As usual, the day before my scheduled infusion, I went to the local Labcorp office for a blood draw. Theoretically, having the draw the day before should ensure that my lab work is in place so the Hopkins pharmacy can custom-make my dosage of nivolumab, which otherwise takes at least three hours to compound. Yesterday, however, the Labcorp tech failed to draw enough blood to do the CBC work. This meant that Hopkins had to do my blood work and I got to wait.

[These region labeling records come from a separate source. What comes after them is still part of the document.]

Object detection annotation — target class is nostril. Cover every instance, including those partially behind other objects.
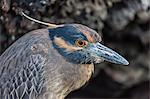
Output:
[105,53,110,56]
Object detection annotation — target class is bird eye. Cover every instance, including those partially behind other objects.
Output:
[75,39,87,47]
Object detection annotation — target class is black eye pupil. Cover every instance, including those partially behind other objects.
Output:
[78,41,84,45]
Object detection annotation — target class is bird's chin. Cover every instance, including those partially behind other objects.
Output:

Dr. Hahn and I discussed whether I could discontinue Xarelto. It's been exactly a year since my pulmonary embolisms were serendipitously discovered at NIH when I was being evaluated for a clinical trial. There has been no evidence of further PE's in my last eight CT scans. My body is not currently burdened by any metastatic cancer, thereby decreasing the risk for PE recurrence. Dr. Hahn was comfortable with my stopping Xarelto, saying that the risks of DVT or PE were much lower. Plus, I'll be having regular CT scans for at least the next two years through the clinical trial, so the risk of having an undetected recurrence is virtually nil.

Three hours later, my drug was released and I had my sixteenth infusion. I get my infusions sitting next to patients getting chemotherapy, and as I looked at the bald heads and gaunt frames, it seemed like a lifetime ago that I was one of those patients. In fact, it was only two years ago that I was suffering through ddMVAC. I hope that immunotherapy will replace chemotherapy, that the success rate will rise, the side effects will diminish, and more lives will be spared.

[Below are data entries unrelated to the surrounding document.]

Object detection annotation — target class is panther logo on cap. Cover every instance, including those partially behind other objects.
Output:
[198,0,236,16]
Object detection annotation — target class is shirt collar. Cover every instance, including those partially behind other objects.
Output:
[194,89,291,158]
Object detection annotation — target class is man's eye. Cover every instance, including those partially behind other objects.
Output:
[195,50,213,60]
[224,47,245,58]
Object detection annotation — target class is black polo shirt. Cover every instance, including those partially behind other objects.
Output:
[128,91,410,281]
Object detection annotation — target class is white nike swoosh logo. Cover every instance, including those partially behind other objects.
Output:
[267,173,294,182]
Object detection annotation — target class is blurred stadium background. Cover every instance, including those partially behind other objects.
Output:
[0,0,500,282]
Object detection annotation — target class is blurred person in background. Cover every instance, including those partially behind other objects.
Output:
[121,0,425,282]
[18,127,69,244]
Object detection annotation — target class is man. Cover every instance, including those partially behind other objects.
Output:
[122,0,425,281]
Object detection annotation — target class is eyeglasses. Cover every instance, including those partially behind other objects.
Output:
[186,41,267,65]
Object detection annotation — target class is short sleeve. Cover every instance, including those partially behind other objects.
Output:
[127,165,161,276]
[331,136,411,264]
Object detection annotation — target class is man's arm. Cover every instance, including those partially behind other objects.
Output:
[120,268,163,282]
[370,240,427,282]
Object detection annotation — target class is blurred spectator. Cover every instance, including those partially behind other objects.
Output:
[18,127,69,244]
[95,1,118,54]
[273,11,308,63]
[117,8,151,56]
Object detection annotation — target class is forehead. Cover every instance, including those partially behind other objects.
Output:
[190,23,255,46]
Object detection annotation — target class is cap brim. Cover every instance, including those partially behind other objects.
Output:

At least once a week, I review recent questions regarding bladder cancer at www.inspire.com and post responses. I focus on metastatic disease, where I have the most personal knowledge. I also have engaged in a number of one-on-one discussions with patients or their caregivers, and will on occasion point people to my prior blog entries where I have addressed the topic of their question. I also have been told by a number of patients that they have investigated and enrolled in immunotherapy clinical trials after reading of my good fortune. I'm grateful that others have been helped through my chronicles. When I started this blog, I had no idea what it would turn into. And I have no idea how long it will go.

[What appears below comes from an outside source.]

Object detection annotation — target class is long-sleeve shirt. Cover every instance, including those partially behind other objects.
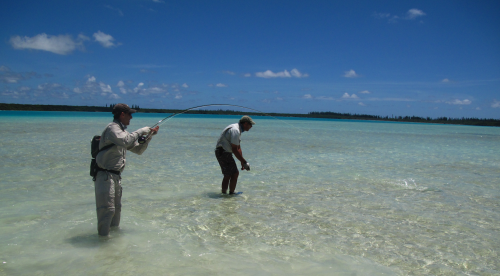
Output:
[96,120,149,172]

Thirty six years ago, Dan Fogelberg released an album entitled Phoenix. The last song on the flip side of the record was titled, Along The Road. Recently I've thought about those lyrics in light of my journey with bladder cancer:

Joy at the start, fear in the journey
Joy in the coming home
A part of the heart gets lost in the learning
Somewhere along the road

Along the road your path may wander
A pilgrim's faith may fail
Absence makes the heart grow stronger
Darkness obscures the trail

Cursing the quest, courting disaster
Measureless nights forebode
Moments of rest, glimpses of laughter
Are treasured along the road

Along the road your steps may stumble
Your thoughts may start to stray
But through it all a heart held humble
Levels and lights your way

Dan Fogelberg died of metastatic prostate cancer in 2007, at age 56.

As for me, I can't say that my journey with bladder cancer started with joy, and certainly there has been fear along the way. But I have found many unexpected joys, and look forward to many more moments of rest and glimpses of laughter somewhere along the road.